Aus dem 33. Tätigkeitsbericht des Bayerischen Landesbeauftragten für den Datenschutz
Am 17. September hat der Landesbeauftragte seinen 33. Tätigkeitsbericht 2023 vorgestellt. Der Themenfächer öffnet diesmal mit einigen datenschutzpolitischen Grundsatzfragen der Digitalisierung (Beitrag Nr. 1.1) sowie Erläuterungen zum Stand der KI-Regulierung (Beitrag Nr. 1.2) und schließt mit dem eher unscheinbaren, für betroffene Personen gleichwohl potenziell nervigen „Kleinproblem“ widersprüchlicher Kontaktinformationen zum behördlichen Datenschutzbeauftragten (Beitrag Nr. 11.13). Der vorliegende Newsletter gibt im Anschluss an die Ausgabe 2/2023 einen Überblick, was die Leserin oder den Leser zwischen den Beiträgen Nr. 1.1 und 11.13 so alles erwartet; die Bereiche „Rechtsetzung“ (unter 1.) und „Kommunales“ (unter 2.) sind der Zusammenfassung zu den übrigen Themenfeldern (unter 3.) vorangestellt.
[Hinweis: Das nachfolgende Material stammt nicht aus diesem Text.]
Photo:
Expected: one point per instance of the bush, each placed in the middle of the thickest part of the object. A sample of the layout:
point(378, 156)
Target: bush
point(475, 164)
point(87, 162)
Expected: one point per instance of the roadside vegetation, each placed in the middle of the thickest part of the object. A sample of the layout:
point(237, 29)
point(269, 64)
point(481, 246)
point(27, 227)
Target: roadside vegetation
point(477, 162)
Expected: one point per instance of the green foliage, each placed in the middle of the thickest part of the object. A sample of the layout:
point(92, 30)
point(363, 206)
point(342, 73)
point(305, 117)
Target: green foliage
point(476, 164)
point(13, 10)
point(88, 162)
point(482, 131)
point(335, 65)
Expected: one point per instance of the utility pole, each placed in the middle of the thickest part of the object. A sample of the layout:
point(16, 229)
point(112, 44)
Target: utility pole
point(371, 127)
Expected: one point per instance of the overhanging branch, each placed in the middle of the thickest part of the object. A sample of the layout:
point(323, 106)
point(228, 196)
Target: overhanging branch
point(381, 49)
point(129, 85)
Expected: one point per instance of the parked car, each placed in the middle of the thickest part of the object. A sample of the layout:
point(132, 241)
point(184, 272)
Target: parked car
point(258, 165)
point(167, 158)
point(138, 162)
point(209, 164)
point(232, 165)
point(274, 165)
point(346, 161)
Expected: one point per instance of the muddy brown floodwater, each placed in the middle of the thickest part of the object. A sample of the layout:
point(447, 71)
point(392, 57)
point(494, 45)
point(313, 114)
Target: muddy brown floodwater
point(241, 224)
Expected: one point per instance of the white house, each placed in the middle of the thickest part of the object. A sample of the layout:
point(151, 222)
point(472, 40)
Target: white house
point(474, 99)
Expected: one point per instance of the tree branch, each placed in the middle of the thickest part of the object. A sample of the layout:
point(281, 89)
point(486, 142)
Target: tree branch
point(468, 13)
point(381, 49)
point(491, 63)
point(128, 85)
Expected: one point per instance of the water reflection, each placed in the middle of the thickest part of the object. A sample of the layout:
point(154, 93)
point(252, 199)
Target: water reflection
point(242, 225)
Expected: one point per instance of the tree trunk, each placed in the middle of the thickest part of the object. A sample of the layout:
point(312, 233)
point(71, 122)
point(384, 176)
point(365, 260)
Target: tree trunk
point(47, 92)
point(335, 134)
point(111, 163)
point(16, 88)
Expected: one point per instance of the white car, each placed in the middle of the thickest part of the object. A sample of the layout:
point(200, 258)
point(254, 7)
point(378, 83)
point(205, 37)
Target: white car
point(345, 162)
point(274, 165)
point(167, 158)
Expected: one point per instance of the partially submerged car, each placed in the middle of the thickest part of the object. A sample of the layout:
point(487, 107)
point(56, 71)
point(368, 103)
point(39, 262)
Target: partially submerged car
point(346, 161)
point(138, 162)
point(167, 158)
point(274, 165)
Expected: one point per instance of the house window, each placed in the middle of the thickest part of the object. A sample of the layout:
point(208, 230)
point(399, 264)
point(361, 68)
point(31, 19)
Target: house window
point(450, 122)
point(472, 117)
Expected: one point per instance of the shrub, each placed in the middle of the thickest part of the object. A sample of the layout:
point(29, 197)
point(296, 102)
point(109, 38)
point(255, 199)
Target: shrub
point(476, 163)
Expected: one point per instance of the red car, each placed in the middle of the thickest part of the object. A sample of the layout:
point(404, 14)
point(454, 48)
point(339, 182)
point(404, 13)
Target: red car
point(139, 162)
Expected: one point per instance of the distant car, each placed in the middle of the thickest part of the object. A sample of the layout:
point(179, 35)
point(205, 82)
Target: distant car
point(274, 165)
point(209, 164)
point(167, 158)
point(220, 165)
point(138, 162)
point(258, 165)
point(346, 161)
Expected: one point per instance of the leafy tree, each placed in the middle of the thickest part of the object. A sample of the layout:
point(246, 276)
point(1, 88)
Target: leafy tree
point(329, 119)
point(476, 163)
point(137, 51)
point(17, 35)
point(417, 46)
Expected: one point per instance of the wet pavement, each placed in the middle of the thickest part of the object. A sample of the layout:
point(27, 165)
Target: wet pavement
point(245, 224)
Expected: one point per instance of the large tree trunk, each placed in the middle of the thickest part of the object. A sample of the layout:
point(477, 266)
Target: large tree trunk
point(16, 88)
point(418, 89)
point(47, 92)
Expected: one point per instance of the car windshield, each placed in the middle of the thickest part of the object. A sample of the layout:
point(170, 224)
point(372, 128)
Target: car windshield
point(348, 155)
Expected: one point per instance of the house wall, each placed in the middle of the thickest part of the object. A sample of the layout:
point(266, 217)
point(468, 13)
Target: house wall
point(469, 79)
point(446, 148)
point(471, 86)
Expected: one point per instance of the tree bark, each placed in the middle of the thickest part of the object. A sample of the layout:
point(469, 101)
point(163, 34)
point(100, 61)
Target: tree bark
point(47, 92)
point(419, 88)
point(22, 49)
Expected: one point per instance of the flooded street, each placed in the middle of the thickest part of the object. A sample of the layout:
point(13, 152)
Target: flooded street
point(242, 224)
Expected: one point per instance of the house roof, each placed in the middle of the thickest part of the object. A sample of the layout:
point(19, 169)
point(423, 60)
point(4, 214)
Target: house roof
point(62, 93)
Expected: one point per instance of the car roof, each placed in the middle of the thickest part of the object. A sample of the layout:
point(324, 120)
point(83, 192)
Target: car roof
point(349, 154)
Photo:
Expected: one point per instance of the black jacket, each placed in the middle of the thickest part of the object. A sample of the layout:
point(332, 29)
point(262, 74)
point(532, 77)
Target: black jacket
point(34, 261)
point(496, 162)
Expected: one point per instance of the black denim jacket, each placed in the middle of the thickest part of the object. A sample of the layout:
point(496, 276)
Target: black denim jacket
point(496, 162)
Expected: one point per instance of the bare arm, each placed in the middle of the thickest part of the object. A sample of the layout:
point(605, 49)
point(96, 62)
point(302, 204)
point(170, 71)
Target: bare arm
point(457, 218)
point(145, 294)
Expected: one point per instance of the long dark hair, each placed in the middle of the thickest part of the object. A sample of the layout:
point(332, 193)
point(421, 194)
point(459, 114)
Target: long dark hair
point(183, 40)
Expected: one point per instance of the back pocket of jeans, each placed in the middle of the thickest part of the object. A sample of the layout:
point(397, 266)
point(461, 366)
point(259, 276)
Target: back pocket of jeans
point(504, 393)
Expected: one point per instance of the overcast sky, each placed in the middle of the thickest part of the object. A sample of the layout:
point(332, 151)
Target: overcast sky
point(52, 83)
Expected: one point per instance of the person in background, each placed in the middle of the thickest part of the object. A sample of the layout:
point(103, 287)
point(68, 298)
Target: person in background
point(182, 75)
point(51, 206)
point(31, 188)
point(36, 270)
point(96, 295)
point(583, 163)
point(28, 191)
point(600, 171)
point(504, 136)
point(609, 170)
Auch in diesem Jahr ist der Tätigkeitsbericht in mehreren Darreichungsformen verfügbar. Das Online-Bestellformular auf der Homepage macht das traditionelle Printprodukt sowie eine entsprechende PDF-Datei zugänglich (https://www.datenschutz-bayern.de/service/order.html). Nur im HTML-Format (https://www.datenschutz-bayern.de/tbs/tb33.html) ist der Tätigkeitsbericht über ein Gesamtinhaltsverzeichnis erschlossen, das alle Beiträge zurück bis zum 18. Tätigkeitsbericht 1998/1999 erfasst. Wer zwischen den Tätigkeitsberichten informiert bleiben möchte, sei an den Mastodon-Kanal des Landesbeauftragten erinnert (Einzelheiten unter https://www.datenschutz-bayern.de/mastodon).
- Was gibt es aus dem Handlungsfeld „Rechtsetzung“ zu berichten?
- Was ist für Kommunen besonders lesenswert?
- Welche Themen behandelt der aktuelle Tätigkeitsbericht sonst noch?
- Fazit
Datenschutz in Bayern online
Bayerisches Datenschutzgesetz, Datenschutz-Grundverordnung - Kommentar und Handbuch für Datenschutzverantwortliche
1. Was gibt es aus dem Handlungsfeld „Rechtsetzung“ zu berichten?
Nach Art. 16 Abs. 3 Bayerisches Datenschutzgesetz unterrichten die Staatskanzlei und die Staatsministerien den Landesbeauftragten rechtzeitig über ihre Entwürfe von Rechts- und Verwaltungsvorschriften des Freistaates Bayern sowie über ihre Planungen bedeutender Verfahren zur Verarbeitung personenbezogener Daten.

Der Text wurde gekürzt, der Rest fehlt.